L'assenzio è una pianta erbacea perenne, fortemente aromatica, con fusto eretto, più o meno ramificato, ricoperto da una fitta peluria biancastra. Le foglie basali e quelle dei fusti non fioriferi sono lungamente picciolate, alterne, bi o tripennatosette, mentre le foglie cauline sono subsessili e lanceolate. I fiori, sferici e di colore giallo-bruno, sono riuniti in una pannocchia terminale unilaterale fogliosa. La fioritura avviene da luglio a settembre. I frutti sono piccoli acheni di colore grigio, privi di pappo.

NOME LATINO
Artemisia absinthium L.

FAMIGLIA
Asteraceae (Compositae)

ALTRO NOME
Assenzio maggiore, Assenzio romano, Assenzio vero

NOME PATOIS
Ansèn (AltaValle), bén-éfor (Media Valle), erba biantse (Bassa Valle), wisschrut/chalberchrut (Gressoney), z'wéisschrout (Issime).

ETIMOLOGIA
Artemisia deriva dal greco artemis, che significa sano, e dal sostantivo artemia, ovvero buona salute. Alcuni autori derivano il nome della pianta da Artemide, la dea della caccia, che l'avrebbe utilizzata per la cura di disturbi all'apparato riproduttivo femminile.
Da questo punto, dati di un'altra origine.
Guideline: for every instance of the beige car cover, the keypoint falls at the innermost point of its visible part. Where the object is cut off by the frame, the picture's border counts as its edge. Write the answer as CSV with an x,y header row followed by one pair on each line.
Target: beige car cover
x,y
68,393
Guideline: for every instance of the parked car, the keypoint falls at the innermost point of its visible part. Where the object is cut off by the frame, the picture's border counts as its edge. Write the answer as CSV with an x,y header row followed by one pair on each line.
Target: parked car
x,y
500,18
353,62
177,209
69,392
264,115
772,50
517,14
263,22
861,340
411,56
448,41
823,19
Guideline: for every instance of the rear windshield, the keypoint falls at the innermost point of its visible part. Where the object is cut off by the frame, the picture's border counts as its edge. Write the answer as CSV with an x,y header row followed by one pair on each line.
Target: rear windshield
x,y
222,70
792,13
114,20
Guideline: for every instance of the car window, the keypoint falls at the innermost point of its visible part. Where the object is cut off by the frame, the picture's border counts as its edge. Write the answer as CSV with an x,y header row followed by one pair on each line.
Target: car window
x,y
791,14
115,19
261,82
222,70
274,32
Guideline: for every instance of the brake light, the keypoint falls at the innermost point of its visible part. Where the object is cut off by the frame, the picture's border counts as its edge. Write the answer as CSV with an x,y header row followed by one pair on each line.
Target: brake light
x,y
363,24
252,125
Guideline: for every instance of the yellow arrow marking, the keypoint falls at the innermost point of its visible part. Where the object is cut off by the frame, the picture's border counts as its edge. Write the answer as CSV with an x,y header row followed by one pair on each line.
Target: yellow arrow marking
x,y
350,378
L'epiteto specifico absinthium deriva del greco absinthion, letteralmente privo di dolcezza.

DIFFUSIONE
L'assenzio si trova allo stato spontaneo negli incolti secchi, lungo muri e strade, nelle zone rocciose e soleggiate, dalla pianura sino alla montagna (1800 m); molto abbondante, assume generalmente un carattere infestante. In Valle d'Aosta è comune in tutta la regione, in particolare nelle zone più soleggiate e calde, da circa 250 sino ad oltre 2000 m.

PARTI UTILIZZATE
Foglie e sommità fiorite

ATTIVITA PRINCIPALI
Attività amaro-tonica, azione eupeptica, azione emmenagoga

IMPIEGO TERAPEUTICO
USO INTERNO
atonia digestiva, dispepsia; convalescenza; colecistopatia; dismenorrea.

USO ESTERNO
 antisettica per curare piaghe ed ulcere, dermatosi squamose, punture di insetti.

PREPARAZIONI

  • Sciroppo
  • Polvere
  • Infuso
  • Tintura
  • Vino
  • Olio

USI TRADIZIONALI IN VALLE D'AOSTA
L'assenzio era considerato uno dei rimedi migliori per stomaco, fegato e reni. Si utilizzava anche come infuso digestivo e contro i vermi dei bambini, ma anche contro le infiammazioni dell'apparato genitale femminile. L'infuso, assunto dopo il parto, o contro i dolori mestruali, attenuava il dolore. Il detto: "se le femele cognesesson la valeur de l'artemija, i la terroun atacà ou pets de la tchemija" (dal patois della Val d'Ayas) letteralmente è tradotto "se le donne conoscessero il valore dell'assenzio, lo attaccherebbero alla loro camicia", ad indicare le innumerevoli proprietà della pianta.

COLTIVAZIONE
La coltura dell'assenzio ha una durata di 3-4 anni. La pianta predilige suoli poveri, secchi, sassosi e soleggiati, preferibilmente con substrati calcarei. L'impianto può essere realizzato mediante semina diretta in pieno campo o mediante trapianto nel mese di maggio-giugno. Se è già presente una coltivazione di assenzio, è possibile realizzare un successivo impianto mediante talee, oppure per divisione dei cespi. La pianta non richiede particolari cure colturali ad eccezione di interventi di cimatura o potatura, necessari al fine di contenere l'eccessivo sviluppo.